Enabling 1MB I/O size (Optional)

ONTAP reports an MDTS (Max Data Transfer Size) of 8 in the Identify Controller data which means the maximum I/O request size should be up to 1 MB. However, to issue I/O requests of size 1 MB for the Broadcom NVMe/FC host, the lpfc parameter lpfc_sg_seg_cnt should also be bumped up to 256 from the default value of 64. Use the following instructions to do so:

  1. Append the value 256 in the respective modprobe lpfc.conf file:

    # cat /etc/modprobe.d/lpfc.conf
    options lpfc lpfc_sg_seg_cnt=256
  2. Run a dracut -f command, and reboot the host.

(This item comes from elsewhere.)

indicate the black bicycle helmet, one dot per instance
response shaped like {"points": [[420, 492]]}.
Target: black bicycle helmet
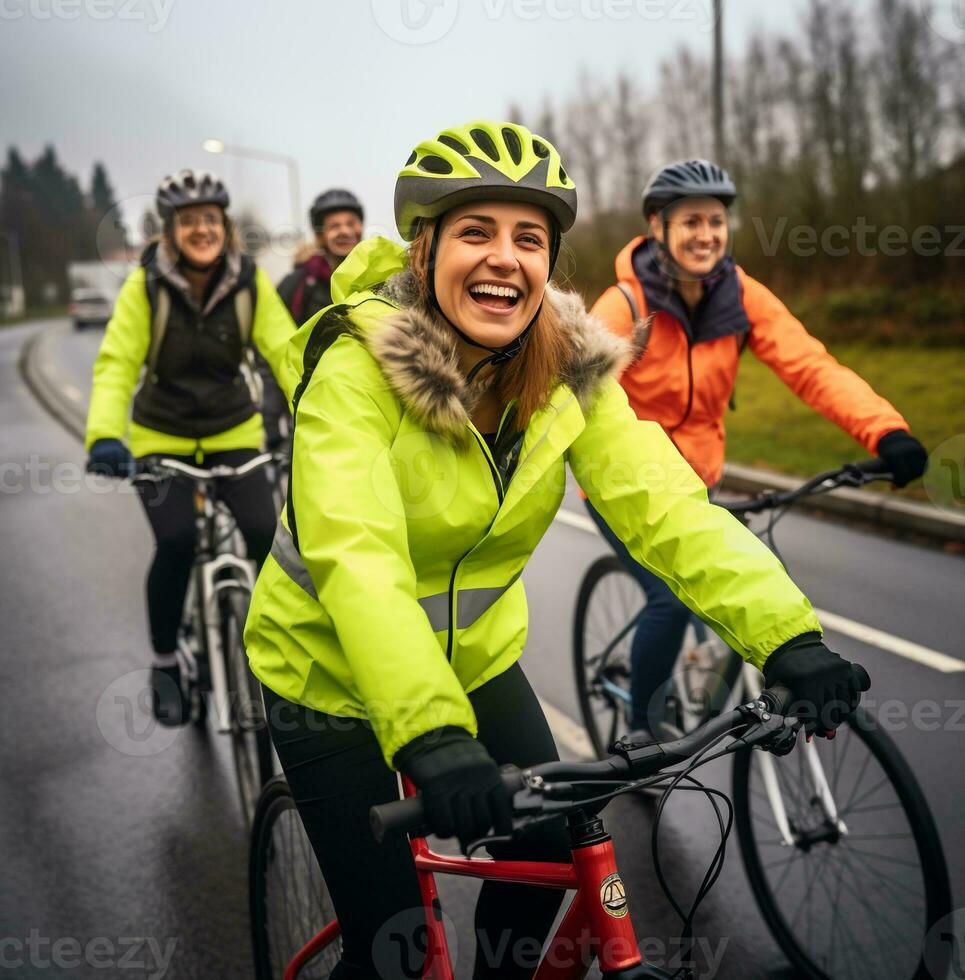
{"points": [[687, 178], [335, 199], [189, 187]]}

  3. After reboot, verify that the above setting has been applied by checking the corresponding sysfs value:

    # cat /sys/module/lpfc/parameters/lpfc_sg_seg_cnt
    256

    Now the Broadcom FC-NVMe host should be able to send up to 1MB I/O requests on the ONTAP namespace devices.

Marvell/QLogic

The native inbox qla2xxx driver included in the RHEL 8.4 GA kernel has the latest upstream fixes which are essential for ONTAP support.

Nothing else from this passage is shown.